LOX was secreted in a dose dependent way from several tumor cell lines in response to irradiation. IR did not increase LOX-transcription but induced LOX-secretion. LOX-secretion could not be prevented by the microtubule stabilizing agent patupilone. In contrast, hypoxia induced LOX-transcription, and interestingly, hypoxia-dependent LOX-secretion could be counteracted by patupilone. Conditioned media from irradiated tumor cells promoted invasiveness of naïve tumor cells, while conditioned media from irradiated, LOX- siRNA-silenced cells did not stimulate their invasive capacity. Locally applied irradiation to tumor xenografts also increased LOX-secretion in vivo and resulted in enhanced LOX-levels in the murine blood serum.

Conclusions

These results indicate a differential regulation of LOX-expression and secretion in response to IR and hypoxia, and suggest that LOX may contribute towards an IR-induced migratory phenotype in sublethally-irradiated tumor cells and tumor progression.

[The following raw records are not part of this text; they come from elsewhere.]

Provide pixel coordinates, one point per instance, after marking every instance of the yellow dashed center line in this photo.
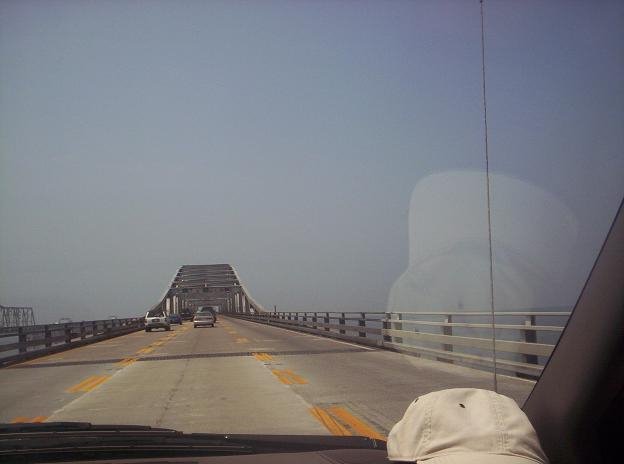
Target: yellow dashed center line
(88, 384)
(339, 421)
(126, 362)
(22, 419)
(145, 350)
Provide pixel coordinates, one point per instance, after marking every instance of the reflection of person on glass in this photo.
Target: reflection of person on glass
(532, 235)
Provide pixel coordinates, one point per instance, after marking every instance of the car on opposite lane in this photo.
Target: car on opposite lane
(175, 319)
(156, 321)
(204, 316)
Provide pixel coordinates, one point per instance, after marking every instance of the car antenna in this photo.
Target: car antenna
(487, 189)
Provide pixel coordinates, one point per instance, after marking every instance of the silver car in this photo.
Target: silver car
(204, 317)
(156, 321)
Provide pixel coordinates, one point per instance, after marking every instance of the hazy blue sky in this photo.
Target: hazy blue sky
(284, 138)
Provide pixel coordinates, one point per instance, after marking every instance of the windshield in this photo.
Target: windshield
(372, 200)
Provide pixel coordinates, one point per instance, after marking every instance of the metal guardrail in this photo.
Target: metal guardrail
(37, 340)
(523, 346)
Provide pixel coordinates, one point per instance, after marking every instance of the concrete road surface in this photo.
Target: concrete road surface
(238, 377)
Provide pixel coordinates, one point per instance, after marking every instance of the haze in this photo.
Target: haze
(285, 138)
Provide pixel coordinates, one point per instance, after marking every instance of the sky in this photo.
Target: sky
(287, 139)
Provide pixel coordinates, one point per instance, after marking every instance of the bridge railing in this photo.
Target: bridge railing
(21, 343)
(524, 339)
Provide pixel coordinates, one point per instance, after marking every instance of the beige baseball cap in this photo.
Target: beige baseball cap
(465, 425)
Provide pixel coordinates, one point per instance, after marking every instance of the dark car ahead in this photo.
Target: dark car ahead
(175, 319)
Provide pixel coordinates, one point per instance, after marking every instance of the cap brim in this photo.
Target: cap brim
(478, 458)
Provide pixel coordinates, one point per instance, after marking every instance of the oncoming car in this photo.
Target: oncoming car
(156, 321)
(175, 319)
(204, 316)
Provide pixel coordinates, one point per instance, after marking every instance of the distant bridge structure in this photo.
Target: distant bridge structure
(16, 316)
(207, 285)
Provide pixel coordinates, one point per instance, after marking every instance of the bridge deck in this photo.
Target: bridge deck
(210, 380)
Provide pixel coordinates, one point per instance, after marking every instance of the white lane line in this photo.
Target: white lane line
(318, 337)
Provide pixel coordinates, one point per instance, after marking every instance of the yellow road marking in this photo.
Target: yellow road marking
(331, 424)
(361, 427)
(88, 384)
(288, 377)
(126, 362)
(20, 420)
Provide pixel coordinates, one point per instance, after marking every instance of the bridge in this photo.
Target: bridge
(257, 371)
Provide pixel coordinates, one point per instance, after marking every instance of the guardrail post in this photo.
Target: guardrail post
(362, 323)
(47, 335)
(22, 337)
(386, 325)
(398, 326)
(447, 330)
(530, 336)
(67, 330)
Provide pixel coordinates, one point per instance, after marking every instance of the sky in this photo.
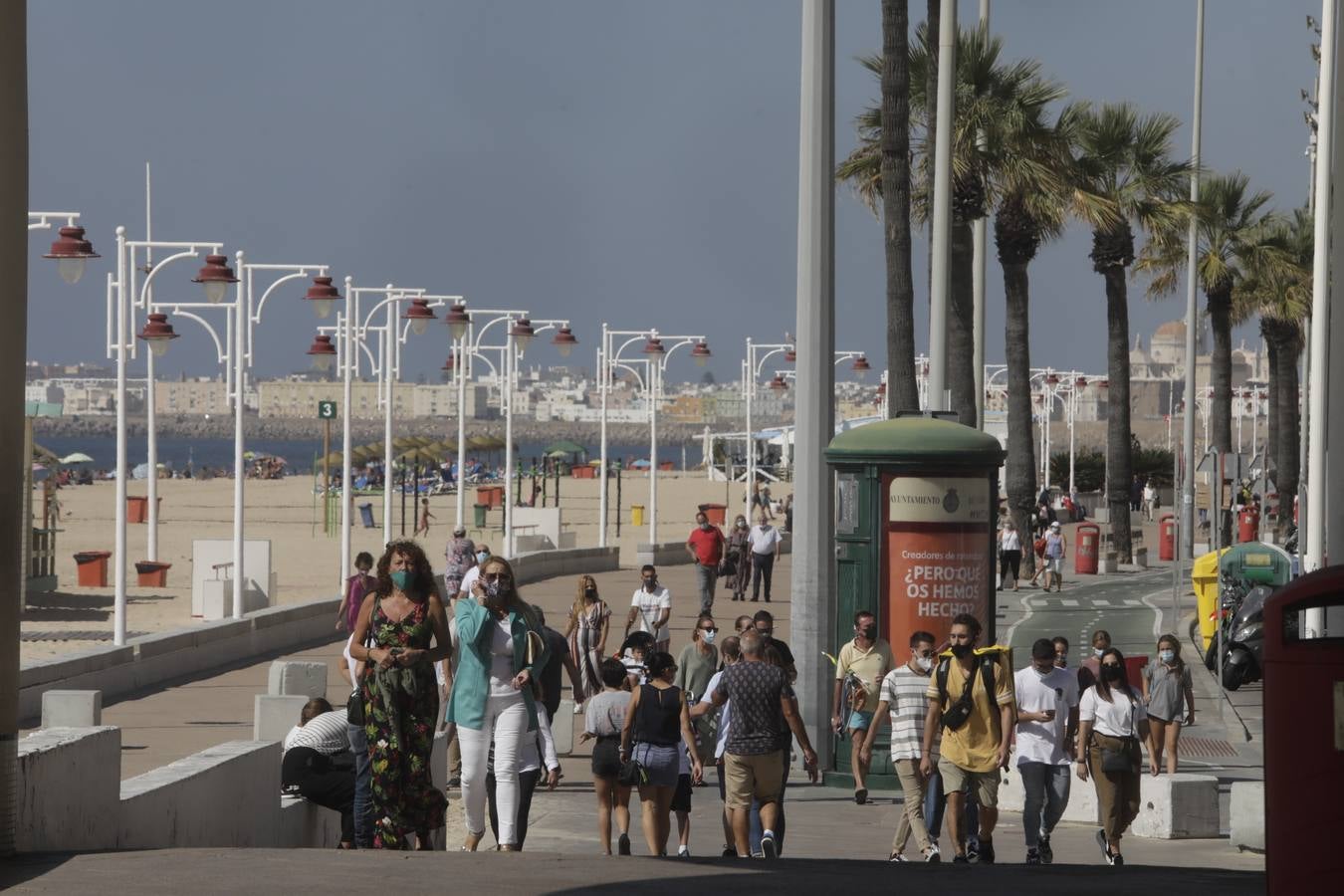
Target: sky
(629, 161)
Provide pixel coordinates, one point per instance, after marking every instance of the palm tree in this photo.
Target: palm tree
(1282, 295)
(1125, 177)
(1003, 103)
(1232, 235)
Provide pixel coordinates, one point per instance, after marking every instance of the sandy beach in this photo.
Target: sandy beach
(306, 560)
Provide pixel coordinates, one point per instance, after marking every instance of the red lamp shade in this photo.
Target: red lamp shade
(215, 277)
(157, 332)
(564, 341)
(323, 352)
(72, 250)
(323, 296)
(459, 320)
(419, 315)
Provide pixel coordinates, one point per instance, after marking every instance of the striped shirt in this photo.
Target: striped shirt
(903, 692)
(326, 734)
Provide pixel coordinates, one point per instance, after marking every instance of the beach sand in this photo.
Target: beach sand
(306, 560)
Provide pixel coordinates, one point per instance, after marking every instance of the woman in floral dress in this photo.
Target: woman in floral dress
(400, 696)
(588, 622)
(737, 558)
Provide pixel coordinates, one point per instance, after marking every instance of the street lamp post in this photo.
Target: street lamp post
(123, 297)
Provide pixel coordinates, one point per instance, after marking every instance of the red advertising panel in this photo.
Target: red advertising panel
(937, 560)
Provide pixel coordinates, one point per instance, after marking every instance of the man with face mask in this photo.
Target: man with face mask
(972, 702)
(1047, 723)
(651, 607)
(903, 696)
(706, 549)
(483, 554)
(867, 658)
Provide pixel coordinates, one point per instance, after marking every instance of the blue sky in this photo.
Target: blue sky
(620, 160)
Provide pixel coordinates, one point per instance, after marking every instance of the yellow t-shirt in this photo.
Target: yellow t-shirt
(975, 746)
(870, 665)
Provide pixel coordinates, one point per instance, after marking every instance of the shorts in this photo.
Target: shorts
(859, 720)
(606, 757)
(959, 781)
(682, 798)
(753, 777)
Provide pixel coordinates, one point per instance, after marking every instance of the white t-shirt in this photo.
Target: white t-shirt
(1044, 741)
(764, 539)
(1118, 719)
(651, 607)
(723, 714)
(468, 580)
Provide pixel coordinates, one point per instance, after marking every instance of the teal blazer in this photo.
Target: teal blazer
(472, 683)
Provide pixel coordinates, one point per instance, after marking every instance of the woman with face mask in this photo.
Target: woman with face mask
(590, 619)
(400, 699)
(1112, 722)
(492, 696)
(737, 559)
(1170, 697)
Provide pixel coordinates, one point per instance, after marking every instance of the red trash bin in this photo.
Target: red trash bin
(1167, 538)
(1247, 526)
(1087, 539)
(92, 568)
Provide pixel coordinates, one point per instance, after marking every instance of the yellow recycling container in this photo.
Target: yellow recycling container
(1205, 579)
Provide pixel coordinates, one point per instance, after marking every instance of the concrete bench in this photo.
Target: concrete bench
(273, 716)
(291, 677)
(68, 788)
(1247, 814)
(72, 708)
(225, 795)
(1178, 807)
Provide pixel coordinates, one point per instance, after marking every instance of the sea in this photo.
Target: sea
(302, 454)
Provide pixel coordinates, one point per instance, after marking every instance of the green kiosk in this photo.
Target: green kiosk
(917, 506)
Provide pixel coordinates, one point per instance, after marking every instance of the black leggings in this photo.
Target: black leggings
(526, 784)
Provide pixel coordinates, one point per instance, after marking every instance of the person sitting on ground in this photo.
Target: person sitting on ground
(319, 766)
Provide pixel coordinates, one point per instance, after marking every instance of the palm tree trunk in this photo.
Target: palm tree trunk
(902, 388)
(1221, 371)
(961, 354)
(1021, 446)
(1118, 461)
(1287, 426)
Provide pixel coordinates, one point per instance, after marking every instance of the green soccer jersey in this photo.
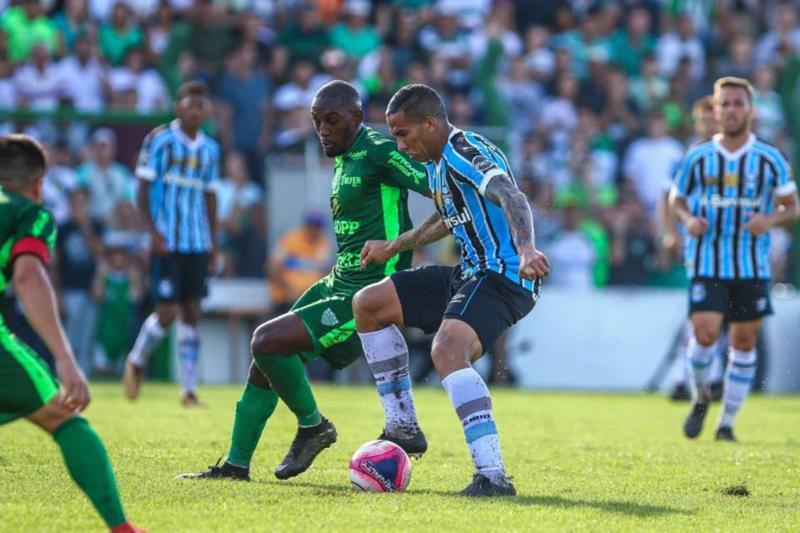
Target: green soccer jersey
(370, 202)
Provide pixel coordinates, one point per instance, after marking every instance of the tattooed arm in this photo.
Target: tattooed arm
(429, 231)
(502, 191)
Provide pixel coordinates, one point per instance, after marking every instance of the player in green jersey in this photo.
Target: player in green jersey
(369, 201)
(27, 388)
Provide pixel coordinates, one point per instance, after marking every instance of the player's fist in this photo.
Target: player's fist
(696, 226)
(377, 252)
(533, 264)
(758, 224)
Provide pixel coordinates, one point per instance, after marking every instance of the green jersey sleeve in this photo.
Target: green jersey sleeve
(398, 169)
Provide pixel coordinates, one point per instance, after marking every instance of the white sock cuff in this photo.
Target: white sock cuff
(384, 344)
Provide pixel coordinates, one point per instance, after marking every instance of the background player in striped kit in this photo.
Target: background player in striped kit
(469, 306)
(177, 165)
(738, 187)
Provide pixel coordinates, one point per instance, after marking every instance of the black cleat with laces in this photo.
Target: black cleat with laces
(693, 424)
(726, 433)
(482, 487)
(224, 471)
(307, 444)
(414, 446)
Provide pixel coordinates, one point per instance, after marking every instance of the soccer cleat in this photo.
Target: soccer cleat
(132, 380)
(226, 471)
(694, 422)
(482, 486)
(726, 433)
(307, 444)
(414, 446)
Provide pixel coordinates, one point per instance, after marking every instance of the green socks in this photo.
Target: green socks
(252, 412)
(288, 378)
(88, 465)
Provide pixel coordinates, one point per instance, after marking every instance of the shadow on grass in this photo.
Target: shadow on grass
(618, 507)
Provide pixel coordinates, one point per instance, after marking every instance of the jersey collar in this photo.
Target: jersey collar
(717, 139)
(193, 144)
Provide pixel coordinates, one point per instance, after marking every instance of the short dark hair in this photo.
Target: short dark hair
(193, 88)
(417, 101)
(22, 160)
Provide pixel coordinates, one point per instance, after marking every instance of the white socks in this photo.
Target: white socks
(738, 378)
(149, 337)
(387, 355)
(470, 397)
(188, 353)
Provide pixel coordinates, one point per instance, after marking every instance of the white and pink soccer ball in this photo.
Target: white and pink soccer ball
(380, 466)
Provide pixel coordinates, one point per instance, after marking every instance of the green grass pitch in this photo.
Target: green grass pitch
(579, 461)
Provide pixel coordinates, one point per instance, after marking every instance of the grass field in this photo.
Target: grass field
(579, 461)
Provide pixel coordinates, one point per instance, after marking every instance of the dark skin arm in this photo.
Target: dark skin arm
(502, 191)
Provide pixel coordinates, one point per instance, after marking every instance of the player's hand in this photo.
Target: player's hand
(533, 264)
(758, 224)
(377, 252)
(74, 394)
(697, 226)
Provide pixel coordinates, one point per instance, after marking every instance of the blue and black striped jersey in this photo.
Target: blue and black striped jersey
(727, 189)
(181, 171)
(458, 182)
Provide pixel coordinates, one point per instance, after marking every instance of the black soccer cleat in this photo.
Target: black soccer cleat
(483, 487)
(694, 422)
(414, 446)
(307, 444)
(726, 433)
(226, 471)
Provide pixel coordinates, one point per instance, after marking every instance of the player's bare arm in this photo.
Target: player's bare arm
(32, 287)
(432, 230)
(696, 226)
(787, 211)
(502, 191)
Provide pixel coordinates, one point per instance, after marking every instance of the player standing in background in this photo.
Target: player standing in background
(729, 192)
(27, 389)
(468, 306)
(369, 201)
(177, 166)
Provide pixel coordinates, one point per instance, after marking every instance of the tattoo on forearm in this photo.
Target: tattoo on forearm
(429, 231)
(502, 191)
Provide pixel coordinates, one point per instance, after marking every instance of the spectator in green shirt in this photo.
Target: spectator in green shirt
(26, 25)
(120, 34)
(355, 37)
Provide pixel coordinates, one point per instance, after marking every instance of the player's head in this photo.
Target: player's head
(337, 116)
(418, 120)
(22, 165)
(193, 104)
(733, 105)
(705, 122)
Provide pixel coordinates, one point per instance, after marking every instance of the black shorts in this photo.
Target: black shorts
(488, 302)
(179, 277)
(740, 300)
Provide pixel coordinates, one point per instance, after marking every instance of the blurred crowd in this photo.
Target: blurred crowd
(591, 99)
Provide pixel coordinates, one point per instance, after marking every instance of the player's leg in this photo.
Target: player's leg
(480, 312)
(415, 298)
(165, 280)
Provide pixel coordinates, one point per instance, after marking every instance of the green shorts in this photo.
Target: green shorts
(326, 309)
(26, 383)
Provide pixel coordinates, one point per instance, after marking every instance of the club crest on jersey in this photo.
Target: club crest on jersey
(329, 318)
(698, 292)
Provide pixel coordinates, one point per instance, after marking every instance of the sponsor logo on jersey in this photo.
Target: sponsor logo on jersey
(329, 318)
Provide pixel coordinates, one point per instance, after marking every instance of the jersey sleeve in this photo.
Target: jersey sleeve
(149, 164)
(784, 181)
(396, 168)
(35, 234)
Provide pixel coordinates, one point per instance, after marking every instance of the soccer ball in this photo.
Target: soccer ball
(380, 466)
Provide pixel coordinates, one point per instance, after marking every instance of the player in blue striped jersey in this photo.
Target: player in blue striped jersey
(738, 187)
(177, 166)
(469, 306)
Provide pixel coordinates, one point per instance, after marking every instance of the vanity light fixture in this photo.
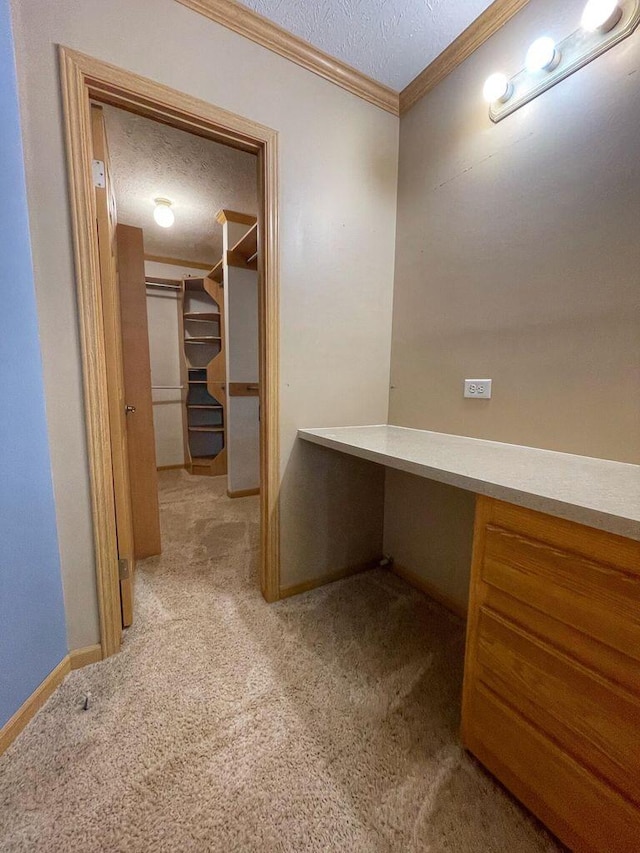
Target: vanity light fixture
(603, 24)
(162, 212)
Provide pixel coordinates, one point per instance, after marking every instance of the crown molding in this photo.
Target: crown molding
(225, 215)
(247, 23)
(484, 26)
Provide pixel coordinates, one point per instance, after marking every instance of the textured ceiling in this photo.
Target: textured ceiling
(390, 40)
(150, 160)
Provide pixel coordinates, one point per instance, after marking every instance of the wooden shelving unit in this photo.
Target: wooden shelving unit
(204, 364)
(245, 252)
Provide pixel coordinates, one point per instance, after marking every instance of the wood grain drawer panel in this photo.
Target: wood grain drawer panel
(581, 809)
(612, 664)
(596, 721)
(596, 598)
(568, 536)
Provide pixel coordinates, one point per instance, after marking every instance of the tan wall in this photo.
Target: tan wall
(337, 217)
(428, 529)
(517, 258)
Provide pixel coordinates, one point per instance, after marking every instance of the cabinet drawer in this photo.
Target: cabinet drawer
(597, 721)
(551, 699)
(597, 598)
(584, 812)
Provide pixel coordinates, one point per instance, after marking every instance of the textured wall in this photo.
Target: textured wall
(151, 160)
(338, 158)
(517, 256)
(32, 623)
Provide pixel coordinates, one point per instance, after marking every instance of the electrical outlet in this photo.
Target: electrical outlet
(479, 389)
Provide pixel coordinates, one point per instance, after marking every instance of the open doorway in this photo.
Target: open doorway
(181, 211)
(86, 81)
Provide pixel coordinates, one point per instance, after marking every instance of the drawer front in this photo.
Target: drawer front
(595, 598)
(585, 813)
(551, 700)
(597, 721)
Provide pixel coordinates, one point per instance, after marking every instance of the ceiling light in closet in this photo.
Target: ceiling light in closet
(542, 55)
(600, 15)
(162, 213)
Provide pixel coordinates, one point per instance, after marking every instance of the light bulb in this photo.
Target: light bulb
(542, 55)
(162, 213)
(600, 15)
(497, 88)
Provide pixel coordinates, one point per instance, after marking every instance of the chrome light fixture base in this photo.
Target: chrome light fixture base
(576, 50)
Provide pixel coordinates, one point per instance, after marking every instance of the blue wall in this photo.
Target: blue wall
(32, 624)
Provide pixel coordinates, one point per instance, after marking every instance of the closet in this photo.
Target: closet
(219, 328)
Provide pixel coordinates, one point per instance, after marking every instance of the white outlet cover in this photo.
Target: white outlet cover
(477, 389)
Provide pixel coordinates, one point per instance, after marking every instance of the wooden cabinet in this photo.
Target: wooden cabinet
(551, 701)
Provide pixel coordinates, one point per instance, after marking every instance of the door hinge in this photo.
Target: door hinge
(99, 176)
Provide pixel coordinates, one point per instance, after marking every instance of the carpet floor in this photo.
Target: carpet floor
(325, 722)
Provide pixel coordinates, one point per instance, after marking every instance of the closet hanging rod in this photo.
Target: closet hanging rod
(161, 286)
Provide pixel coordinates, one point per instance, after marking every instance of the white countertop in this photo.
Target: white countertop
(595, 492)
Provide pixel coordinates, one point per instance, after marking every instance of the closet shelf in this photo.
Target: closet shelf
(202, 316)
(202, 406)
(246, 249)
(217, 272)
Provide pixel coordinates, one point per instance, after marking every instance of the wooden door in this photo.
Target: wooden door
(106, 227)
(143, 474)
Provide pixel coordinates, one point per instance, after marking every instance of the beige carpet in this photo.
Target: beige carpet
(327, 722)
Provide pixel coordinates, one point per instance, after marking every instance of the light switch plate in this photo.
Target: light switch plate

Ionizing radiation (IR) is a mainstay of cancer therapy, but resistance to therapy often leads to recurrence and poor outcome for cancer patients. Several studies have uncovered sources of intrinsic resistance to radiation, such as hypoxia, activation of oncogenes and cell signaling pathways and defects in apoptosis and DNA damage repair [1–6]. However, mechanisms of acquired resistance to IR are poorly understood. Several studies have suggested that radiation can lead to stress responses that allow continued tumor survival and progression, thus hindering its therapeutic benefit. For instance, IR stimulates the activation of the hypoxia-inducible transcription factor (HIF)-1 and subsequent expression and secretion of the tumor vascular endothelial growth factor (VEGF) to protect the tumor vasculature [7, 8]. IR also induces expression of the transforming growth factor β (TGF-β) and thereby TGF-β-mediated epithelial-to-mesenchymal transition in mammary epithelial cells [9], and activation of the epidermal growth factor receptor (EGFR) thereby promoting tumor growth [10]. Further, IR-induced matrix metalloproteinase activity enhances the invasive capacity of multiple cancer cell types, including melanoma, prostate cancer, pancreatic cancer, hepatocellular carcinoma and glioma [11–17] and initiates myeloid cell recruitment relevant for vasculogenesis [18, 19]. IR also upregulates integrin expression promoting a cellular invasive phenotype [17, 20].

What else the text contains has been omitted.